The ramshackle bookstore received little visitors. The wealthy preferred golfing, or going to the swimming pool, but for us poor Vietnamese from district Tan Binh, we stuck together in our little apartment, near the rundown bookstore. Mother was pleased to see me keeping my brother well, but I attribute the achievement to the power of the words. Minutes by minutes, days by days, we began running our fingers through Dickens, through Dr. Seuss, through Roald Dahl, through Silverstein, through countless hieroglyphs, through mountain of the Alps, through foreign places and fantasy kingdoms, through monsters and demons, angels and elves. Sometimes, after school, I would pass by the bookstore just to have a few moments of absolute solitude. It was so easy to detach myself from the tedious reality, from the sounds of traffic, from the smoke in the sky through glancing at the pearly white pages. Just for a few seconds, I could reach unreachable places and imagine unimaginable beings.
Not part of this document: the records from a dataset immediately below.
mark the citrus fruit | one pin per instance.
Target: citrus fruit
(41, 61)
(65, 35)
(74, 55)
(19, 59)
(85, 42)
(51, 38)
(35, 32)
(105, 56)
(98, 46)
Somehow we managed to move to a more affluent place, then settled in America with the help of our relatives. I still keep the ramshackle bookstore in my heart, its torn carpets bearing the imprint of my shoes and the shadow of my coming legs. I promised myself to revisit there when I could. But when I could and when I did, the whole neighborhood had already renovated. Towering buildings seared through the skyline. Roads and bricks and gray dusts covered what once was trees and grass. I turned to one of my neighbors, and asked for that ramshackle bookstore.
"They replace it with a new shopping mall nearby. Make tons of profits, they say" he laughed good-humoredly, and bade me farewell as he joined the stream of the mass.
He did not see me biting my lips and flicking my head towards the darkening sky. He did not see the swallowing of my throat and the shaking of my body as a I marched into the sickening folding of the horizon. The name of the bookstore was Sanctuary.